Ce n’est qu’à 18 ans que le jeune Bernard Lama s’arme de courage et se décide à franchir l’Atlantique pour venir tenter sa chance en métropole. Destination le froid, la grisaille et le crachin lillois. Difficile de connaître pire lorsqu’on arrive tout droit des plages dorées de sable fin non loin de Copa Cabana. Au pays des briques rouges, Lama peine à s’imposer, surtout lorsque la concurrence est faite de jeunes joueurs issus pour la majorité des centres de formations les plus prestigieux de l’hexagone mais aussi de deux gardiens confirmés que sont Philippe Bergeroo et Jean-Pierre Mottet. Lama lui n’a pas ce parcours, pas cette rigueur technique qui caractérise tous ces jeunes sortis par centaine chaque année des écoles de football. Mais Lama a mieux que cela. Un style propre à lui, tout en finesse et en élégance et surtout une volonté sans doute plus intense de percer au haut niveau.

Pour l’aguerrir, le club nordiste décide de le prêter en seconde division.
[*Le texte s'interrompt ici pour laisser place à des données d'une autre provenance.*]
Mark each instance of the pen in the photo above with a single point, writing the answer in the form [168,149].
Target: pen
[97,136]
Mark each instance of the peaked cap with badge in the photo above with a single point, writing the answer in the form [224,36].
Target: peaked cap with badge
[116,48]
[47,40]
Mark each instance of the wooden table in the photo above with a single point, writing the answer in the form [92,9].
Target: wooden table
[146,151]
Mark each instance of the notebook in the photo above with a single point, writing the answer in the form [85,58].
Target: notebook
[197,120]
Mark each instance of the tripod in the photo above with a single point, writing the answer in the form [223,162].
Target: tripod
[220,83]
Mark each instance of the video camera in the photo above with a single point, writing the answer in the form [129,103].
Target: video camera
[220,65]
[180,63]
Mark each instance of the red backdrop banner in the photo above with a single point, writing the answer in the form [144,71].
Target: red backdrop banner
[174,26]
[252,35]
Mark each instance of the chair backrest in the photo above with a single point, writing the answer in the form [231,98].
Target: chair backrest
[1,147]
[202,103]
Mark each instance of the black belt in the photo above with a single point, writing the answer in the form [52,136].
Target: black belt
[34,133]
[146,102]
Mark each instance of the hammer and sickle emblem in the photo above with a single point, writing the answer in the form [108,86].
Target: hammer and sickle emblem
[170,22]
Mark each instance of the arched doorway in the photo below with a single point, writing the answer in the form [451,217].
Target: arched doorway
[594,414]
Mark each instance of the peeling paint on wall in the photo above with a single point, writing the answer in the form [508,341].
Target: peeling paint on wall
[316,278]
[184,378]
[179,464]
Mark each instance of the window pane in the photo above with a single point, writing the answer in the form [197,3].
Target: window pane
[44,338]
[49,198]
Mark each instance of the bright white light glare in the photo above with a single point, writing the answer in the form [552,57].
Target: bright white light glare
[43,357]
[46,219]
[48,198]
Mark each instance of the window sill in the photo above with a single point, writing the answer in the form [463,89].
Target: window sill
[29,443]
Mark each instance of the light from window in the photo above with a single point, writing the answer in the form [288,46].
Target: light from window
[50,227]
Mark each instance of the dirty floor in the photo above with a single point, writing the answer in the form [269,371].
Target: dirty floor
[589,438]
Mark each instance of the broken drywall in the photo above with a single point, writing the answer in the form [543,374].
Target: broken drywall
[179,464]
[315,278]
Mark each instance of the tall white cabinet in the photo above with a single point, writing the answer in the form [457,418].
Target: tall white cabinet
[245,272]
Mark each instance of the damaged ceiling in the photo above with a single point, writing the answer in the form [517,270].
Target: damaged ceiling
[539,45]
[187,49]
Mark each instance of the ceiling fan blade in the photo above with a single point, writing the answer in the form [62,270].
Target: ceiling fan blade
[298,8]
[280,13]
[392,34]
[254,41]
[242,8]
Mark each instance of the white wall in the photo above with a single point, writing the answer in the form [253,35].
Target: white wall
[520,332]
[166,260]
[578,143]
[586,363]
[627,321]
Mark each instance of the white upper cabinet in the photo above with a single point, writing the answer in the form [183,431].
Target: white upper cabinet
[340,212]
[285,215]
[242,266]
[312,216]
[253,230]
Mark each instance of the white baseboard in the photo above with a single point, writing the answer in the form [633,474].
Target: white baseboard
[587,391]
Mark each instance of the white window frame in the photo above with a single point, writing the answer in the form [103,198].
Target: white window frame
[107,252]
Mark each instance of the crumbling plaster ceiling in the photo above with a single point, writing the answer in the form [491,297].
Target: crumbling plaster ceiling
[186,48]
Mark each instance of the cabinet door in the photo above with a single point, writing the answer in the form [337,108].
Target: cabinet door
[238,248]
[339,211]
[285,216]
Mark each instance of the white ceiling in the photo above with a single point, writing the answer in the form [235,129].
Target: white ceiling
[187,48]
D’abord à Abbeville en Picardie lors de la saison 1982/83 mais l’expérience sera un échec. Là où la majorité des jeunes footballeurs douteraient, Lama, lui, travail encore et encore en se persuadant que tout finira bien par payer un jour ou l’autre. Il est ensuite prêté à Besançon. Là, le jeune homme parvient à s’imposer dans un contexte délicat « Avec mon salaire de l’époque, 9 000 francs, je me paye une R5 Alpine. J’ai 20 ans, je suis encore un peu insouciant et je m’éclate enfin…». A son retour il décroche son premier contrat pro au LOSC puis devient titulaire en D1 la saison suivante en 1986. Pendant 3 ans, les fidèles de Grimonprez Jooris assisteront à la lente éclosion d’un gardien charismatique qui contribuera largement au maintien du club parmi l’élite chaque saison jusqu’à y devenir capitaine.

Metz puis Lens : L’avènement d’un talent hors norme

En 1989, à 26 ans, Lama est contraint de partir. En fin de contrat, blessé et peu apprécié de l’entraîneur belge Georges Heylens, il quitte le Nord pour rejoindre le FC Metz en pensant franchir un palier. Erreur. Il ne jouera que très peu malgré une belle fin de saison sous l’égide du nouvel entraîneur Joël Muller. Il quitte malgré tout le club et se retrouve même au chômage l’espace de quelques semaines. Il est sur le point de signer au Portugal ou en Ecosse lorsque la proposition du Stade Brestois lui arrive. C’est là qu’il prendra son réel envol. C’est là aussi qu’il se fera véritablement repérer par les recruteurs parisiens. Aux milieu de futurs grands joueurs tels que David Ginola, Stéphane Guivarc’h ou Corentin Martins, il impressionne dans une équipe finistérienne à la dérive financièrement qui déposera le bilan en fin de saison avant d’être rétrogradé. « Je deviens de plus en plus performant, je maîtrise davantage mon sujet. Je remporte le classement des étoiles de France Football et celui du Stop Goal de TF1 ». Lama est contraint au départ, une nouvelle fois. Le PSG qui prépare l’après Joël Bats lui fait rapidement signer un précontrat avant de le prêter à Lens pour qu’il confirme ses performances de haut vol, le temps que Joël Bats dise adieu au Parc des Princes. « C’est Charles Bietry qui a pris contact avec Pape Diouf, mon nouveau manager. J’accepte le défi car je sens qu’avec l’arrivée de Canal+, il va se passer un ''truc'' à Paris. En attendant de rejoindre la Capitale et pour laisser Joël Bats finir tranquillement sa carrière, je rejoins Lens le temps d’une saison ».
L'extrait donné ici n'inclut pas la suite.